Science fiction has been in good hands for the past 10 years. We've been gifted with plenty of quality films and television shows about the deep exploration of space, dystopian futures, superheroes, time travel, multiple dimensions, super spies, alien invasions, and monsters (mostly vampires), satisfying our deepest sci-fi desires.

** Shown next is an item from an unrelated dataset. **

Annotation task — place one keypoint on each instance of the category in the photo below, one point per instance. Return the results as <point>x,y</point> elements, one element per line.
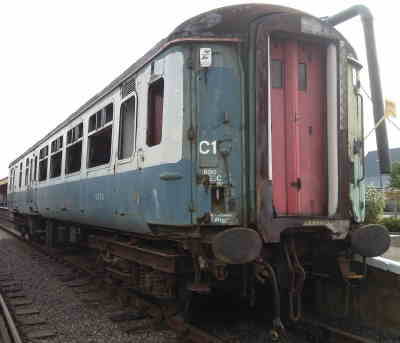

Many of the past decade's well-written, edited, and executed science fiction features relied on the name brands of two men. In Joss Whedon and J.J. Abrams we trust. Given their influence, it's worth taking a look at the two creators and their production companies (Joss Wheedon's Bad Robot, and J.J. Abrams' Mutant Enemy), and comparing their successes. Is one better than the other? Or is Wheedon simply the yin to Abram's yang — or vice versa?
Felicity versus Rosanne
Both Abrams and Whedon got their start in television; the former cocreated Felicity, a show about a West Coast girl attending an East Coast university, and the latter wrote for Rosanne, a sitcom about a blue-collar family that was probably largely dictated by comedian Roaseanne Barr. It is worth noting that Abrams was writing screenplays during Whedon’s Rosanne years. (Looking over Abrams' credits, I have newfound respect for both the VHS tape of Gone Fishin’ that's sitting in my grandmother’s living room, and my grandmother’s taste in movies. It’s funny how one name can do that.)
Alias versus Buffy the Vampire Slayer
Ah, yes. This is where the cult obsessions begin. In the late 1990s and early 2000s the two established themselves as sci-fi storytellers with Alias (Abrams) and Buffy the Vampire Slayer (Whedon's response to his dissatisfaction with a movie of the same name). Interestingly, both shows have very strong female leads, both had solid runs, and both established dedicated followings. However, neither really caught my attention, as I was still way-into The X-Files.
Bad Robot versus Mutant Enemy
Ever since Lost premiered in 2004, J.J. Abrams' Bad Robot has put out a string of quality shows. I stuck Lost out until the end, and it solidified my faith in any projects that J.J. Abrams took on. Following the initial success of Lost, and the kind of story it brought to television, Abrams got behind a string of successful shows including Fringe, Person of Interest, and Revolution.
While Abrams seemed to dominate science-fiction television, Whedon spent the early 2000s in the trenches, following the successes of Buffy and Angel with Firefly and Dollhouse, both of which were created through Mutant Enemy. Firefly and Dollhouse may have been short-lived, but they have been very successful on DVD, and have very loyal followings, as well as comic books that extended beyond their cancellations.
Cloverfield versus Cabin in the Woods
In addition to developing cult followings, Whedon and Abrams have both proved themselves capable of writing and producing solid, non-franchise science fiction films. Cabin in the Woods stands out as a great, low-budget departure from Whedon's big-budget work on Avengers. The film is a unique and great horror movie that seems like something Whedon created for himself, in the hope that people would eventually find it and get behind it. Similarly, Cloverfield is a straightforward monster movie told in the best possible way. Each film refreshed its respective genre, keeping things relevant for the millennial generation.
It goes without saying that Marvel is crafting their film universe around Whedon’s Avengers, and that we actually want to see the new Star Wars movie simply because J.J. Abrams is behind it. Since J.J. Abrams gave new life to the Star Trek and Mission Impossible franchises and Whedon sparked a new generation of superhero films by cowriting Avengers and Captain America (and contributing to just about every other Marvel title of the past 10 years), I have been sitting back and waiting to see what comes next. Abrams and Whedon's successes have ensured that science fiction is in a comfortable place, and that there's always a quality film on the way. Between the Avengers sequel, Agents of S.H.E.I.L.D., and Star Wars VII, the future looks bright.
We need not worry about our sci-fi needs being met in the short-term, but should we be nervous that these two names are carrying the genre? Are we draining our sci-fi creators?
Not at all. Abrams and Whedon have finally hit their stride, and found both solid successes and a broad spectrum of fans. They have our trust, and I think that we should enjoy their triumph while it lasts.
When the time is right, there will be another.